Rauh-Hain’s retrospective, epidemiologic study also confirmed that minimally invasive radical hysterectomy was associated with worse OS than abdominal radical hysterectomy among patients with early-stage cervical cancer. The study, performed in collaboration with Harvard, Columbia University, and Northwestern University, includes analysis of data from two large cancer databases to compare survival rates between patients who underwent either of the two surgery types.

The team first analyzed the National Cancer Database (NCDB); this nationwide outcomes registry covers approximately 70 percent of newly diagnosed cancer cases in over 1,500 U.S. hospitals. The secondary analysis reviewed data from the National Cancer Institute’s (NCI) Surveillance, Epidemiology and End Results (SEER) database.

Analysis of the data revealed:

  • Over a 45-month median follow-up, the four-year mortality risks were 9.1 percent among women receiving minimally invasive radical hysterectomy compared to 5.3 percent for abdominal radical hysterectomy.
  • Adoption of minimally invasive radical hysterectomy coincided with the beginning of a decline in four-year relative survival rates of 0.8 percent per year between 2006 and 2010 in this population.

“Our research also found that compared with open surgery, minimally invasive surgery increased the risk of death among women who underwent radical hysterectomy for early-stage cervical cancer,” said Rauh-Hain. “Given these two studies, we believe that we can no longer recommend minimally invasive radical hysterectomies for our patients with early-stage cervical cancer.”

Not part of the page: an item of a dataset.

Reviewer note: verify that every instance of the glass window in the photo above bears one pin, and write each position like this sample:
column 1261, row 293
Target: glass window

An important limitation of the retrospective study is the inability to explain why minimally invasive radical hysterectomy was associated with inferior survival. Additional studies are needed to understand the cause of the survival differences, explained Rauh-Hain.

Overall impact to the field

The findings have impacted care and management of women with early-stage cervical cancer at MD Anderson. These patients are no longer offered minimally invasive radical hysterectomy; only open radical hysterectomy is performed.  Trial participants enrolled at MD Anderson and randomized to minimally invasive radical hysterectomy will be considered for closer surveillance at the time of follow up. 

The research could impact national treatment guidelines for the management of the disease, say Ramirez and Rauh-Hain.

Both strongly encourage women who have undergone laparoscopic or robotic radical hysterectomy, either on the trial or as part of standard care, to have an informed conversation with their physician regarding the findings of this study, which should include their personal need for monitoring surveillance.

Ramirez and Rauh-Hain both note that their respective findings solely affect the care and management of patients with early-stage cervical cancer. However, the findings could impact fertility-sparing surgeries, such as radical trachelectomy, for women with early-stage cervical cancer, said Ramirez. As follow up, an international multi-institutional registry comparing minimally invasive to open radical trachelectomy is being led by MD Anderson.

Neither Ramirez nor Rauh-Hain have conflicts to declare for their respective studies.

Ramirez’s study was supported, in part, through a departmental research fund in the Department of Gynecologic Oncology and Reproductive Medicine, MD Anderson, with the rest of the funding from Medtronic.

Rauh-Hain’s study was supported by grants from the National Cancer Institute (P30CA016672, 4P30CA060553-22, and R25CA092203), National Institute of Child Health and Human Development (K12HD050121-12), and by the American Association of Obstetricians and Gynecologists Foundation, the Foundation for Women’s Cancer, the Jean Donovan Estate, and the Phebe Novakovic Fund.

Additional authors on the prospective and retrospective studies can be found on the New England Journal of Medicine’s website.